Art is a jealous mistress, and if a man have a genius for painting, poetry, music, architecture, or philosophy, he makes a bad husband and an ill provider.

—Ralph Waldo Emerson, 1860

Art imitates nature as well as it can, as a pupil follows his master; thus it is a sort of grandchild of God.

—Dante, c. 1315

To be a poet is to have a soul so quick to discern that no shade of quality escapes it, and so quick to feel that discernment is but a hand playing with finely ordered variety on the chords of emotion—a soul in which knowledge passes instantaneously into feeling, and feeling flashes back as a new organ of knowledge. One may have that condition by fits only.

—George Eliot, c. 1872

We possess art lest we perish of the truth.

—Friedrich Nietzsche, 1887

The work of art, just like any fragment of human life considered in its deepest meaning, seems to me devoid of value if it does not offer the hardness, the rigidity, the regularity, the luster on every interior and exterior facet, of the crystal.

—André Breton, 1937

I don’t believe in total freedom for the artist. Left on his own, free to do anything he likes, the artist ends up doing nothing at all. If there’s one thing that’s dangerous for an artist, it’s precisely this question of total freedom, waiting for inspiration and all the rest of it.

—Federico Fellini, c. 1950

Art lives from constraints and dies from freedom.

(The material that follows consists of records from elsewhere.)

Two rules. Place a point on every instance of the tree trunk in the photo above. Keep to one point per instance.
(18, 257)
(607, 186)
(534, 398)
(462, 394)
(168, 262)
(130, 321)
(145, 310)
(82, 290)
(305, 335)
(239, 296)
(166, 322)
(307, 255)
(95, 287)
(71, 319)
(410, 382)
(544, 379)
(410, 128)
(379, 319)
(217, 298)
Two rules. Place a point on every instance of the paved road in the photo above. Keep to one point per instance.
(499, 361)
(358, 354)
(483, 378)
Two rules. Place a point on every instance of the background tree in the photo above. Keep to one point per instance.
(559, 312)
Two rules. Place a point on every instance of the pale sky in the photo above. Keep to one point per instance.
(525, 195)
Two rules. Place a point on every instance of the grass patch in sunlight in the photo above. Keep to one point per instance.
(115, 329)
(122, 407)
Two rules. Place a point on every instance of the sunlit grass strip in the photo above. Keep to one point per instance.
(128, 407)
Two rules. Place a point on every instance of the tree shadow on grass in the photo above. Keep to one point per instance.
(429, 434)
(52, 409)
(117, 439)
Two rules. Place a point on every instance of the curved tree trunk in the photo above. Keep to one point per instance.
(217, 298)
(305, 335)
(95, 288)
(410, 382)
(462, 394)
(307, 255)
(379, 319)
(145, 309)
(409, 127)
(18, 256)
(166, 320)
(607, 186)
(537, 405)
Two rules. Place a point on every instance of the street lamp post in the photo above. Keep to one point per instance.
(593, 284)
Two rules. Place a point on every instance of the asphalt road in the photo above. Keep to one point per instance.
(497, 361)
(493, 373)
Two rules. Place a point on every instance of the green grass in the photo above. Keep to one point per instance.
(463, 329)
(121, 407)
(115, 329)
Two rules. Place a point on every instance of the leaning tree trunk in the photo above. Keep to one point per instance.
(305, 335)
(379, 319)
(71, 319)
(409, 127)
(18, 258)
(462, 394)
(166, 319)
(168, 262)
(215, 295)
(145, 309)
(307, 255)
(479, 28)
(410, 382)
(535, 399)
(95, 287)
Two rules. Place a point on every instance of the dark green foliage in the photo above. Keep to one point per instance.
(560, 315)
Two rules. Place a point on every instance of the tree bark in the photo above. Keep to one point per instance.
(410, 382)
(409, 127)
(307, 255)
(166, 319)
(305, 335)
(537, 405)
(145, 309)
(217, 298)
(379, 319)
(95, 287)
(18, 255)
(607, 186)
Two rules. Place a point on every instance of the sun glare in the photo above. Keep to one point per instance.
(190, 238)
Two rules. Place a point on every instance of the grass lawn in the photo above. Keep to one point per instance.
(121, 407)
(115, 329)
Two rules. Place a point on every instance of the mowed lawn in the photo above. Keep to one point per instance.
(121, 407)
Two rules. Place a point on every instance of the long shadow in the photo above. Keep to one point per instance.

—Leonardo da Vinci, c. 1480

The first mistake of art is to assume that it’s serious.

—Lester Bangs, 1971

I cannot live without books, but fewer will suffice where amusement, and not use, is the only future object.

—Thomas Jefferson, 1815

It has always been my practice to cast a long paragraph in a single mold, to try it by my ear, to deposit it in my memory, but to suspend the action of the pen till I had given the last polish to my work.

—Edward Gibbon, c. 1790

Were I called on to define, very briefly, the term art, I should call it “the reproduction of what the senses perceive in nature through the veil of the soul.” The mere imitation, however accurate, of what is in nature, entitles no man to the sacred name of “artist.”

—Edgar Allan Poe, 1849

The aim of art is to represent not the outward appearance of things, but their inward significance.

—Aristotle, c. 350 BC

Art is making something out of nothing and selling it.